Gelelim bana gelen tenkitlere… Ben bir liberal-demokratım. Aslında bu temel çizgim hiç değişmedi. Fakat liberalizmin problemleri üzerine daha çok düşünür oldum zamanla. Günümüz finans kapitalizminin yalanlarla dolu olduğunu görüyorum bugün. Bu noktada değişimimi de bu köşede yayınlanan “Liberalizmin büyük mağlubiyeti” başlıklı yazıda ifade ettim ama Türkiye için bu tartışmalar lüks kalıyor.
Liberal-demokrat perspektifle baktığımda dönemin askeri vesayet güçleriyle AK Parti ve özellikle Recep Tayyip Erdoğan arası mücadelede tarafsız kalmam mümkün değildi. Postalların tarafını tutmak kendime ihanet olurdu. Elbette askeri vesayetin tasfiyesi bağlamında Erdoğan’ın yanındaydım. Hala da Erdoğan olmasaydı bu ülkede generallerin vesayetinin bitmeyeceğine inanıyorum.

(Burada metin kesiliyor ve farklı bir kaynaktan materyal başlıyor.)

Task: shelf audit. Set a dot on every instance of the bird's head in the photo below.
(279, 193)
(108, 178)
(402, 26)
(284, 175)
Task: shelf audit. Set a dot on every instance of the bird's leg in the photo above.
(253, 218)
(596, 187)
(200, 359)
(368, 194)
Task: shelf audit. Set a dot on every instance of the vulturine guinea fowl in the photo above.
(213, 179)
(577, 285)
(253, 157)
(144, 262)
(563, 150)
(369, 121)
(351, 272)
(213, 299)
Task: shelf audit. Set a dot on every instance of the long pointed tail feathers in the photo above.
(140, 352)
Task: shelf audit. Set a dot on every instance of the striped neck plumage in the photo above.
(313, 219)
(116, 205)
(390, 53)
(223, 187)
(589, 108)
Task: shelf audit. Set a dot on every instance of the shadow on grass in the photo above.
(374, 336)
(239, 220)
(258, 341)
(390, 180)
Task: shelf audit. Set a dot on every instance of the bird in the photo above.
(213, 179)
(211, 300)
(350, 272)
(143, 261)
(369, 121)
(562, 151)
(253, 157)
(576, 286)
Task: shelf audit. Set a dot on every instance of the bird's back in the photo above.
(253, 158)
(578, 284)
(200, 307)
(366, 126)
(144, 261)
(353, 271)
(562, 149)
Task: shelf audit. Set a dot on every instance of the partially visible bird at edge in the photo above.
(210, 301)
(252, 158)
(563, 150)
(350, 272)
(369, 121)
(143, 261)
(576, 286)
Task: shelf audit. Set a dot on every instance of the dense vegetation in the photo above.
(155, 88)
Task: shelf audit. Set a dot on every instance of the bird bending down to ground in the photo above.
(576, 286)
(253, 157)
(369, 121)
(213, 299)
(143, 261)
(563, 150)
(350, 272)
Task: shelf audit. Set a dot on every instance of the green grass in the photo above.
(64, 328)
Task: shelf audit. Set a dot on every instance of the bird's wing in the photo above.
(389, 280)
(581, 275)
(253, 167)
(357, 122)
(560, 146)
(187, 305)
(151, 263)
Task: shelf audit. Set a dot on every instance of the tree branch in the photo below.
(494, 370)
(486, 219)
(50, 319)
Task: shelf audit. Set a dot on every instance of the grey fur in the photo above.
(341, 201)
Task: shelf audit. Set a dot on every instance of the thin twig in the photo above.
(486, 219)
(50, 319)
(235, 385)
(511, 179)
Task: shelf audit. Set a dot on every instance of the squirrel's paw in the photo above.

Zaten bana olan temel nefret bu dönemden ve bir de çözüm sürecini hararetle desteklememden kaynaklanıyor. Elbette o dönem bu doğru çizgideyken de hatalarım olmuştur. Ama benim kafama silah da dayasanız “Bu ülkede bir Ergenekon çetesi hiç yoktu, askeri vesayet yoktu” diyemem. Kürt meselesi yoktur diye bugün de diyemem. Hala ülkenin en yakıcı sorunu Kürt meselesi.
2013’ten sonra ise Kemalizm adına vesayeti ve darbeciliği meşru gören bu Ergenekon kafasının yerine Fetullahçılar geçmek istedi. Karşımıza Ergenekon vesayeti yerine sivil hükümeti devirmek isteyen bir FETÖ vesayeti gerçeği çıktı. O zaman da çok sert şekilde FETÖ ile mücadeleye başladım. Liberal-demokrat olmanın gereği buydu. 2013-16 arası Gülenizmin yanında duran demokrat bildiğimiz isimler büyük hata yaptılar.
O sebeple 2013’ten sonra AK Parti totaliter oldu ve ben de ayrıldım diyenleri haklı bulmuyorum. Bu, bilerek ya da bilmeyerek Fetullah Gülen’in arzuladığı çizgide olmak demekti ve bence büyük yanlıştı.
Nitekim ulusalcılar ile beraber hala bana en çok saldıranlar Fetullahçılar. Çünkü FETÖ ile 2013-16 arası çok ciddi mücadele etmiş bir yazarım. Tayyip Erdoğan gibi bir lider olmasaydı devletin içinden Gülenizmin tasfiyesi de asla mümkün olamazdı.
Bu düşüncem de nettir. Öte yandan tıpkı Ergenekon-Balyoz davalarında olduğu gibi FETÖ davalarında da çok büyük haksızlıklar yaşandı. Bu da bir hakikat.